BALTIMORE (AP) | The heist went off without a hitch for University of Maryland students who won an underwater robotic competition inspired by the film “Ocean’s Eleven.”
The robot developed by students at the university’s Clark School of Engineering bested 25 other entrants, winding its way through a course designed to resemble a Las Vegas casino.
The goal: To grab a safe and bring it to the roof — or, in this case, the surface of a pool.
Joseph Gland, a graduate student adviser for the RoboticsMaryland team from the school’s College Park campus, said the group managed to win despite setbacks such as the loss of the main vehicle computer, a broken propeller and problems with three laptops.
The Maryland team won the competition in only its second year of participation.

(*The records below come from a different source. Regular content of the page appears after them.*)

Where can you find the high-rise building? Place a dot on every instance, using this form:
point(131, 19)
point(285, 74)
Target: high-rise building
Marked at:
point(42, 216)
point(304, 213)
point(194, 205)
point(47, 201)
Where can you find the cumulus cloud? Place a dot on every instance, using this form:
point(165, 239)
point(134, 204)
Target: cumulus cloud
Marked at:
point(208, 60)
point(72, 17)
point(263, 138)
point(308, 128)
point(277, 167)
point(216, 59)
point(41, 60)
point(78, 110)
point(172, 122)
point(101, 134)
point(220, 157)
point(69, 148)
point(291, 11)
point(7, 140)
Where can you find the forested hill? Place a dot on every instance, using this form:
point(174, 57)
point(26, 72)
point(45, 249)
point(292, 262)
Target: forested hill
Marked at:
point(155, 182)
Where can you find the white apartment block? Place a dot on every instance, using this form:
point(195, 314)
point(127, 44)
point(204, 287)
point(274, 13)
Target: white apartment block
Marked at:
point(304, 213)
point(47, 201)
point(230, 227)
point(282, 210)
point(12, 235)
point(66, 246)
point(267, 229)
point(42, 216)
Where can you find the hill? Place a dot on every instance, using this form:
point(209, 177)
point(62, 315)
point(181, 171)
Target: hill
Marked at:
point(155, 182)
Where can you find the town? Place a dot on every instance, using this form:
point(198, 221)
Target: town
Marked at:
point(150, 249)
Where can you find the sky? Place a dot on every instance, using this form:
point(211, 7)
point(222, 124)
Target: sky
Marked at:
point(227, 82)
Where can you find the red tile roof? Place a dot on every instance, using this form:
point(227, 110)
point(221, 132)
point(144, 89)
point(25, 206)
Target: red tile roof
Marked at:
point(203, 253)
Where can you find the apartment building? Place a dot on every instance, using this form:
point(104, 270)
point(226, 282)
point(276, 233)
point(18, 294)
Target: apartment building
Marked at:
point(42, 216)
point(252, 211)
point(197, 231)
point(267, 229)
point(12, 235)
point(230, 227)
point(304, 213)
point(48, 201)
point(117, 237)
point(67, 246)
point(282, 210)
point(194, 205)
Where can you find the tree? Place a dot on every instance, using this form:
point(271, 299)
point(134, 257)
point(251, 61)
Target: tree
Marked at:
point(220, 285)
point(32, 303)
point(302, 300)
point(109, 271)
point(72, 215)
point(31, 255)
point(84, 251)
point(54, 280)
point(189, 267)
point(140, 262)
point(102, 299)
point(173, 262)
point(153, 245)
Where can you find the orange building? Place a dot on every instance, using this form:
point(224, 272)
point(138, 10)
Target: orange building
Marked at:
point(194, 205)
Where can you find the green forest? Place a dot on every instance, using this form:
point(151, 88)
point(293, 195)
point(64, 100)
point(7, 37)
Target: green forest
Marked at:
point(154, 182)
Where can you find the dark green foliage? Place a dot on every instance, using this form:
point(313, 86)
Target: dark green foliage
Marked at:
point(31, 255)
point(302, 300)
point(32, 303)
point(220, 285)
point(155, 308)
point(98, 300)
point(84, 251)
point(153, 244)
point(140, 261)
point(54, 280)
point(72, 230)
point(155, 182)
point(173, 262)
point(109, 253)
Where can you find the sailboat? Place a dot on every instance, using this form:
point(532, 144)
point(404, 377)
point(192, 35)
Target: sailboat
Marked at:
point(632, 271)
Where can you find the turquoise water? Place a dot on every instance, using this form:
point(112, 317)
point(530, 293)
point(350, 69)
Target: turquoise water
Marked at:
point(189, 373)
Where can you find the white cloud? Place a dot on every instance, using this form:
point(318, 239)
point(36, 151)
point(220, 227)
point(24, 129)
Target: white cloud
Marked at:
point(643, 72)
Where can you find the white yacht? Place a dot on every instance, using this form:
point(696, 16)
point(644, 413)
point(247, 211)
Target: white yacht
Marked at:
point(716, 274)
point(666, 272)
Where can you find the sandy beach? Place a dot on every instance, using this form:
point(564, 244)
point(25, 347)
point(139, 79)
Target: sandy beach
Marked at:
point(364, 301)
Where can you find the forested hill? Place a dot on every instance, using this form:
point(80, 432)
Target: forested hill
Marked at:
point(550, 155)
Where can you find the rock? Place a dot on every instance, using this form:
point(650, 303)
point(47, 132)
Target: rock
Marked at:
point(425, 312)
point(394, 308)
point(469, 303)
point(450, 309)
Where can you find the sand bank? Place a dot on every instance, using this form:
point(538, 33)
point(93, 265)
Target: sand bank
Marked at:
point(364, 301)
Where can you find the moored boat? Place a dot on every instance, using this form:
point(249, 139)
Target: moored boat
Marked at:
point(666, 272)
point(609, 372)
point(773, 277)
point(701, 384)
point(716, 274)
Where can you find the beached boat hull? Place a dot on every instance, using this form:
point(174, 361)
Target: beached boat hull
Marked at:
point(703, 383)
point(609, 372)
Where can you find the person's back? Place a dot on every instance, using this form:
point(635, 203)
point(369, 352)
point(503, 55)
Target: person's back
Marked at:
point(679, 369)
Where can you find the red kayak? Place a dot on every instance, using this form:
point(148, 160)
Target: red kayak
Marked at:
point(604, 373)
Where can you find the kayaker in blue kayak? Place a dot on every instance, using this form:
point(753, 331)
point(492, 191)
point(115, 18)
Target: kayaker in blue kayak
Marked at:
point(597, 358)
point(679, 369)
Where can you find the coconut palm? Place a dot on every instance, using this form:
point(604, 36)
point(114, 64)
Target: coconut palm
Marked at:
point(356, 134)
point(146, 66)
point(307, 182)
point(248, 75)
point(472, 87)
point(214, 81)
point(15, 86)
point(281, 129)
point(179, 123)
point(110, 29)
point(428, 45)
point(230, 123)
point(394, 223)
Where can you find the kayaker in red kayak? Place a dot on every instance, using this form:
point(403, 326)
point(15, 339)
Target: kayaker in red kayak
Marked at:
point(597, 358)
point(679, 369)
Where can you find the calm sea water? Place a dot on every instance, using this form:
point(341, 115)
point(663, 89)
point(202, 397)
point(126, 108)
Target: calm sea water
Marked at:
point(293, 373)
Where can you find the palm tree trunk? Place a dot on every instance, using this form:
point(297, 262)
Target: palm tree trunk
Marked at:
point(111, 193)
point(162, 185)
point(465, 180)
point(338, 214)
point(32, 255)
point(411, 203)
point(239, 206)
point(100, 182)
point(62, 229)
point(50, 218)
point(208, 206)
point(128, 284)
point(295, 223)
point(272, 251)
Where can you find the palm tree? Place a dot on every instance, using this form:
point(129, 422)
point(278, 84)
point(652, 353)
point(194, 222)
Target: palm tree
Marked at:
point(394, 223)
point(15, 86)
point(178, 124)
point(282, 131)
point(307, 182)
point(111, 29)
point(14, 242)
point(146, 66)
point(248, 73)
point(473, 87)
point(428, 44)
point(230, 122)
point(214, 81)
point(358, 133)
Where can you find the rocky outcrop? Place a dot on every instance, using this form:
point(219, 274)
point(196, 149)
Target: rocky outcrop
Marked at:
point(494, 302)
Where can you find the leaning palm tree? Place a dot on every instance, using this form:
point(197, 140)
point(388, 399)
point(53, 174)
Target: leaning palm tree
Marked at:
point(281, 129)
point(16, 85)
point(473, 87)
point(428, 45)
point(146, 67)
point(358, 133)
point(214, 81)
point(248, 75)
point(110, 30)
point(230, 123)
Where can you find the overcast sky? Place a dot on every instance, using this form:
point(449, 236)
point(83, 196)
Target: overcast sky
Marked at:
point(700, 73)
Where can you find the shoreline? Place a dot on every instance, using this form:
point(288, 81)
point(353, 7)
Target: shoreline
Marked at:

In the final competition Sunday at a research pool at the Space and Naval Warfare Systems Center in San Diego, robots had to find their way through a starting gate, follow a pipeline and dock with a buoy. They then had to find their way to a marker, grab the safe, surface with it, and take it to a floating ring representing the casino’s roof.
Members of the RoboticsMaryland team study a variety of disciplines including electrical, computer, aerospace and mechanical engineering, as well as physics, math and computer science.

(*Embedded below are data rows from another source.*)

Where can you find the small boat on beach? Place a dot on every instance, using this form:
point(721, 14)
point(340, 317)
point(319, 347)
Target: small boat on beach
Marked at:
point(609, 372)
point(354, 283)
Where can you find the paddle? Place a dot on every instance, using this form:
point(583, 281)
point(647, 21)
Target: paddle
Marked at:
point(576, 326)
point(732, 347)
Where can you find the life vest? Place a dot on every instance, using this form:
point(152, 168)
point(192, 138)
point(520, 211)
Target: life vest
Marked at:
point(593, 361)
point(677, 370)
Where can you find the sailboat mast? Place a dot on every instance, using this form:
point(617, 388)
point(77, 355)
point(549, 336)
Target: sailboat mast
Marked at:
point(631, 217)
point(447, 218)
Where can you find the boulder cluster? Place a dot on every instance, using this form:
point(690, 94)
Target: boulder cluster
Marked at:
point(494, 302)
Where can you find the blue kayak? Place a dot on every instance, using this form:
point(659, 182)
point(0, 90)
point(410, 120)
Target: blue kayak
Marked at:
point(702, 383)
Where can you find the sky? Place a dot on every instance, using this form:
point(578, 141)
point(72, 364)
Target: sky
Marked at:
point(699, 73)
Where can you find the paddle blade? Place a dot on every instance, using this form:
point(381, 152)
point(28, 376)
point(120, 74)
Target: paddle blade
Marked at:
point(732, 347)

The students tested their underwater robot, Tortuga II, in a facility at their school’s Space Systems Laboratory, a two-story indoor pool that is the only university-based neutral buoyancy facility in the country. The 50-foot diameter, 25-foot deep water tank is used to simulate the environment of space.
The students now are preparing to host a regional competition Sept. 6 for land robots called the Autonomous Robot Speedway.
Dave Akins, director of the laboratory, said the San Diego competition is one of the biggest in the “autonomous vehicle world, and it’s unheard of for a team to win in its second year.”